MobaXterm also has a SFTP function (Secure File Transfer Protocol) this allows for a drag and drop style transfer of data:
Note:
Windows-based editors (e.g. notepad++) may put an extra “carriage return” (^M) character at the end of each line of text.
This will cause problems for most Linux-based applications. To correct this problem, execute the built-in utility dos2unix on each ASCII file on Eureka you transfer to it from windows. An example is shown below:
[abc123@login7(eureka) ~]$ dos2unix example.txt
dos2unix: converting file water.inp to Unix format ...
3.3. Working with data on HPC local storage
If you need to work with files stored on the HPC local storage there are a number of ways you can do this.

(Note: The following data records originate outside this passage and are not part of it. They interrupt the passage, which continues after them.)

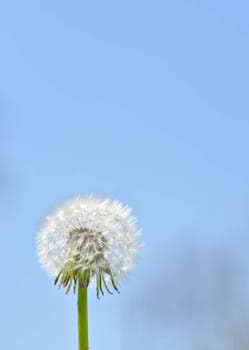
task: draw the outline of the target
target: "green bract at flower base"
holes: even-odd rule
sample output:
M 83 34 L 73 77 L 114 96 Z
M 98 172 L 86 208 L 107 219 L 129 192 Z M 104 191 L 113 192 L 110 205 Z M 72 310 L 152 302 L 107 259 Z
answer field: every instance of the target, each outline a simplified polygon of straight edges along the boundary
M 116 283 L 114 281 L 111 269 L 106 269 L 103 272 L 93 272 L 90 269 L 86 269 L 82 271 L 80 268 L 76 270 L 72 270 L 71 264 L 68 263 L 69 266 L 65 266 L 63 270 L 61 270 L 58 275 L 56 276 L 54 280 L 54 284 L 56 285 L 59 282 L 59 288 L 64 287 L 66 288 L 66 294 L 69 293 L 72 285 L 73 285 L 73 291 L 76 293 L 77 285 L 79 288 L 87 288 L 89 286 L 91 278 L 95 277 L 96 280 L 96 292 L 97 292 L 97 298 L 99 299 L 100 293 L 104 295 L 104 290 L 109 293 L 113 294 L 111 290 L 108 288 L 107 282 L 105 280 L 105 274 L 107 274 L 110 278 L 111 284 L 113 289 L 119 293 L 119 290 L 116 286 Z
M 93 195 L 74 198 L 45 219 L 39 260 L 66 294 L 78 289 L 79 350 L 88 349 L 88 286 L 95 282 L 98 298 L 105 290 L 119 293 L 116 281 L 133 267 L 139 235 L 128 207 Z

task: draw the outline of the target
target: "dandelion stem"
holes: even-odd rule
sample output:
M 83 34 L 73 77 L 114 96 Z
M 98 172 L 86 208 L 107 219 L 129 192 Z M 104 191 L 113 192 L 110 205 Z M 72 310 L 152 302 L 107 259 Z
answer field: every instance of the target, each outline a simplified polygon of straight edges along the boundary
M 88 350 L 87 288 L 78 286 L 78 341 L 79 350 Z

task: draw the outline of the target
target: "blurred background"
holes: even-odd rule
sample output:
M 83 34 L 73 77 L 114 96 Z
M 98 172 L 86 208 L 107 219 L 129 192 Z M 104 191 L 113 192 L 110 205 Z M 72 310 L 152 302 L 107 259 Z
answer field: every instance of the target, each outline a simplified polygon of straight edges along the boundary
M 77 349 L 36 258 L 72 195 L 131 206 L 145 247 L 90 292 L 90 349 L 249 349 L 247 1 L 0 5 L 0 343 Z

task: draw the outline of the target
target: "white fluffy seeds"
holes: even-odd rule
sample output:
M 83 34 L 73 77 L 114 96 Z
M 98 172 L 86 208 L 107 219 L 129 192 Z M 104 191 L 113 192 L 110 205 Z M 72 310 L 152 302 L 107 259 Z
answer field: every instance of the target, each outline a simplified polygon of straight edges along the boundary
M 109 282 L 117 289 L 115 281 L 134 265 L 139 233 L 122 203 L 77 197 L 45 219 L 37 239 L 39 261 L 67 292 L 71 284 L 86 287 L 93 278 L 97 294 L 103 286 L 109 290 Z

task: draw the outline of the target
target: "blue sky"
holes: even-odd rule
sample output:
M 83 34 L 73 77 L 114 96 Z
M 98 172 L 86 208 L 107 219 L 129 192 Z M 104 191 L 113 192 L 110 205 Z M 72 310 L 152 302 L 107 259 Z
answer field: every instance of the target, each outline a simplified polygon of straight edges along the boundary
M 241 256 L 248 10 L 223 0 L 0 5 L 3 348 L 77 348 L 76 299 L 53 286 L 35 251 L 42 218 L 72 195 L 133 207 L 146 242 L 120 296 L 90 293 L 91 349 L 126 349 L 129 304 L 185 245 L 239 245 Z M 187 349 L 174 332 L 170 348 Z M 163 333 L 154 349 L 171 341 Z

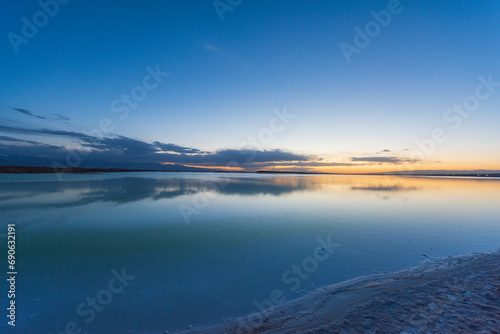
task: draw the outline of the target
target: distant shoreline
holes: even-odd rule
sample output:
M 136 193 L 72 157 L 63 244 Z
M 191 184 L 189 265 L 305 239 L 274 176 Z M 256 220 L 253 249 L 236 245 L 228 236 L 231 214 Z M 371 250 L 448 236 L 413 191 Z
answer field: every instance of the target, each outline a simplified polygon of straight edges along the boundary
M 298 175 L 351 175 L 351 176 L 448 176 L 448 177 L 500 177 L 500 173 L 485 172 L 463 172 L 463 173 L 419 173 L 419 172 L 387 172 L 387 173 L 321 173 L 321 172 L 292 172 L 292 171 L 186 171 L 186 170 L 144 170 L 123 168 L 52 168 L 52 167 L 29 167 L 29 166 L 0 166 L 0 174 L 88 174 L 88 173 L 129 173 L 129 172 L 164 172 L 164 173 L 242 173 L 242 174 L 298 174 Z
M 466 176 L 466 177 L 500 177 L 500 173 L 414 173 L 414 172 L 387 172 L 387 173 L 317 173 L 317 172 L 279 172 L 257 171 L 259 174 L 307 174 L 307 175 L 369 175 L 369 176 Z
M 51 167 L 24 167 L 24 166 L 0 166 L 3 174 L 56 174 L 56 173 L 124 173 L 138 172 L 131 169 L 119 168 L 51 168 Z

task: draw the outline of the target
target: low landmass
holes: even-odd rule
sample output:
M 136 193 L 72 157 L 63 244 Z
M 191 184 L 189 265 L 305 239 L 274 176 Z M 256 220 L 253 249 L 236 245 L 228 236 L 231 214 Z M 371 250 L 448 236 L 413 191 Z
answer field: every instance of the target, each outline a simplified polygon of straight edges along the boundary
M 131 169 L 118 169 L 118 168 L 51 168 L 51 167 L 0 166 L 0 173 L 15 173 L 15 174 L 17 173 L 18 174 L 122 173 L 122 172 L 138 172 L 138 171 Z
M 0 166 L 0 173 L 33 173 L 33 174 L 50 174 L 50 173 L 125 173 L 125 172 L 190 172 L 190 173 L 257 173 L 257 174 L 299 174 L 299 175 L 399 175 L 399 176 L 460 176 L 460 177 L 500 177 L 500 172 L 493 171 L 409 171 L 409 172 L 387 172 L 387 173 L 321 173 L 321 172 L 299 172 L 299 171 L 268 171 L 259 170 L 256 172 L 248 171 L 226 171 L 218 169 L 126 169 L 126 168 L 53 168 L 53 167 L 32 167 L 32 166 Z
M 399 175 L 399 176 L 462 176 L 462 177 L 500 177 L 497 171 L 400 171 L 386 173 L 321 173 L 259 170 L 263 174 L 320 174 L 320 175 Z

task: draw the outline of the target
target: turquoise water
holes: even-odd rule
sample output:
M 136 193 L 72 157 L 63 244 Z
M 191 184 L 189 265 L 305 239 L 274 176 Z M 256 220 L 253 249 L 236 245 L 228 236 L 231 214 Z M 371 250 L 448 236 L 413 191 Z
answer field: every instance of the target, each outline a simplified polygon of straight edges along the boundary
M 16 224 L 12 333 L 163 333 L 256 312 L 273 290 L 500 247 L 498 179 L 0 174 L 0 199 L 0 233 Z

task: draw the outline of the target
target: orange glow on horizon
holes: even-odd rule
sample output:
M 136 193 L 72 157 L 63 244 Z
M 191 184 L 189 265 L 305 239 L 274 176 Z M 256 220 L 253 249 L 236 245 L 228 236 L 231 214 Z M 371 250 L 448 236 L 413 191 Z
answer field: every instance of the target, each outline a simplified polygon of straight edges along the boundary
M 322 161 L 324 162 L 324 161 Z M 293 163 L 293 162 L 292 162 Z M 270 162 L 269 166 L 252 167 L 249 163 L 245 167 L 241 166 L 206 166 L 206 165 L 196 165 L 196 164 L 182 164 L 185 167 L 200 168 L 204 170 L 219 170 L 228 172 L 255 172 L 261 171 L 282 171 L 282 172 L 309 172 L 309 173 L 333 173 L 333 174 L 372 174 L 372 173 L 388 173 L 388 172 L 418 172 L 418 171 L 436 171 L 436 172 L 446 172 L 446 171 L 470 171 L 471 173 L 477 170 L 500 170 L 500 161 L 496 158 L 490 158 L 489 161 L 484 160 L 465 160 L 465 159 L 453 159 L 449 161 L 422 161 L 416 163 L 383 163 L 383 162 L 359 162 L 353 163 L 348 166 L 335 166 L 335 162 L 332 162 L 332 166 L 328 166 L 328 162 L 324 162 L 326 166 L 315 166 L 315 161 L 310 161 L 310 166 L 307 165 L 308 162 L 302 162 L 301 164 L 293 165 L 285 163 L 284 165 L 279 165 L 278 162 Z M 350 162 L 348 162 L 350 163 Z M 165 162 L 163 165 L 176 165 L 176 163 Z
M 412 171 L 470 171 L 476 170 L 500 170 L 498 163 L 405 163 L 405 164 L 359 164 L 353 166 L 268 166 L 260 168 L 265 171 L 290 171 L 290 172 L 316 172 L 316 173 L 337 173 L 337 174 L 370 174 L 387 172 L 412 172 Z

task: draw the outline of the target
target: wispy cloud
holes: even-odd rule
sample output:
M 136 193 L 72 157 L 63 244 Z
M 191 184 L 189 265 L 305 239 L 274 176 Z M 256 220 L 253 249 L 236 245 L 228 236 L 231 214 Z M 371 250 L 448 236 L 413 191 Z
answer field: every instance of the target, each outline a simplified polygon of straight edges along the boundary
M 0 125 L 0 132 L 9 132 L 9 133 L 18 133 L 25 135 L 38 135 L 38 136 L 65 136 L 72 137 L 77 139 L 89 139 L 92 140 L 95 137 L 74 131 L 65 131 L 65 130 L 50 130 L 50 129 L 28 129 L 28 128 L 20 128 L 14 126 L 6 126 Z
M 11 110 L 14 110 L 14 111 L 17 111 L 21 114 L 24 114 L 24 115 L 27 115 L 27 116 L 30 116 L 30 117 L 34 117 L 34 118 L 38 118 L 38 119 L 43 119 L 43 120 L 57 120 L 57 121 L 69 121 L 70 119 L 66 116 L 63 116 L 63 115 L 60 115 L 60 114 L 52 114 L 54 115 L 55 117 L 45 117 L 45 116 L 41 116 L 41 115 L 37 115 L 27 109 L 24 109 L 24 108 L 16 108 L 16 107 L 10 107 L 10 106 L 7 106 L 4 104 L 4 106 L 6 106 L 7 108 L 11 109 Z
M 247 68 L 247 69 L 252 69 L 252 66 L 248 65 L 247 63 L 245 63 L 239 59 L 236 59 L 235 57 L 230 55 L 228 52 L 222 50 L 219 47 L 216 47 L 213 44 L 207 43 L 204 46 L 205 46 L 205 50 L 213 52 L 213 53 L 217 53 L 217 54 L 221 55 L 224 59 L 226 59 L 227 61 L 229 61 L 233 64 L 239 65 L 239 66 Z
M 222 51 L 221 49 L 213 46 L 212 44 L 205 44 L 205 49 L 207 49 L 208 51 L 212 51 L 212 52 L 218 52 L 218 53 L 221 53 L 223 55 L 226 54 L 224 51 Z
M 0 136 L 0 141 L 13 142 L 13 143 L 26 143 L 26 144 L 33 144 L 33 145 L 39 144 L 39 143 L 32 141 L 32 140 L 25 140 L 25 139 L 19 139 L 19 138 L 8 137 L 8 136 Z
M 351 157 L 353 162 L 371 162 L 379 164 L 402 164 L 402 163 L 417 163 L 420 160 L 417 159 L 407 159 L 398 157 Z
M 26 110 L 26 109 L 22 109 L 22 108 L 11 108 L 11 109 L 15 110 L 15 111 L 18 111 L 18 112 L 20 112 L 22 114 L 28 115 L 28 116 L 36 117 L 36 118 L 39 118 L 39 119 L 47 119 L 47 117 L 35 115 L 31 111 Z
M 59 115 L 59 114 L 52 114 L 54 116 L 56 116 L 56 119 L 58 120 L 61 120 L 61 121 L 69 121 L 69 118 L 66 117 L 66 116 L 63 116 L 63 115 Z
M 309 158 L 310 159 L 310 158 Z M 308 161 L 280 162 L 280 163 L 254 163 L 252 167 L 351 167 L 360 166 L 362 164 L 353 164 L 349 162 L 321 162 L 321 158 Z

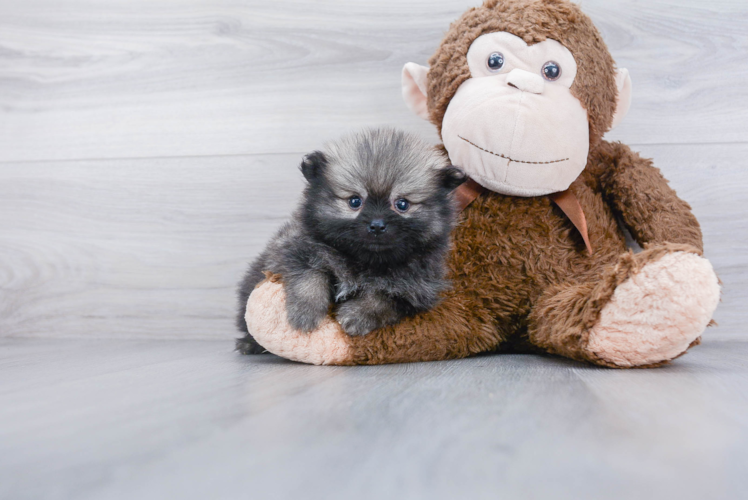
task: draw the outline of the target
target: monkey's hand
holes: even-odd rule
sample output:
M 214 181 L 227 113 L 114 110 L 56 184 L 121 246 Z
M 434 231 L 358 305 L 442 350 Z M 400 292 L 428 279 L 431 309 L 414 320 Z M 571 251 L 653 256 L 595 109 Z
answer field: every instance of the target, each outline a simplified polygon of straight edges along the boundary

If you’re comfortable working in the terminal, you can use an SSH connection and use all of the CLI tools you are used to, such as Vim, Emacs, Nano etc.
If you prefer a graphical user interface you can get a desktop session via the RemoteLabs web portal.
See connecting-hpc for more information.
3.3.1. Remote Development with Visual Studio Code
Microsoft Visual Studio code has a feature that allows you to connect to a remote filesystem via ssh to work with your files remotely.
https://code.visualstudio.com/docs/remote/ssh
To use this you will need to have Microsoft Visual Studio Code installed on your workstation.
If you have a university managed machine you can Open a support ticket to request an install.
If you are using a personal/Self managed machine you can install this yourself.
Note
Visual Studio code is not installed on the clusters login nodes as the application uses a lot of system resources, particularly with multiple instances of the program running inside multiple user sessions.
We encourage you to use this feature which will enable you to work with the files in the HPC local storage as if they were files stored locally on your workstation. This will help to keep development workloads off the clusters and improve usability for all.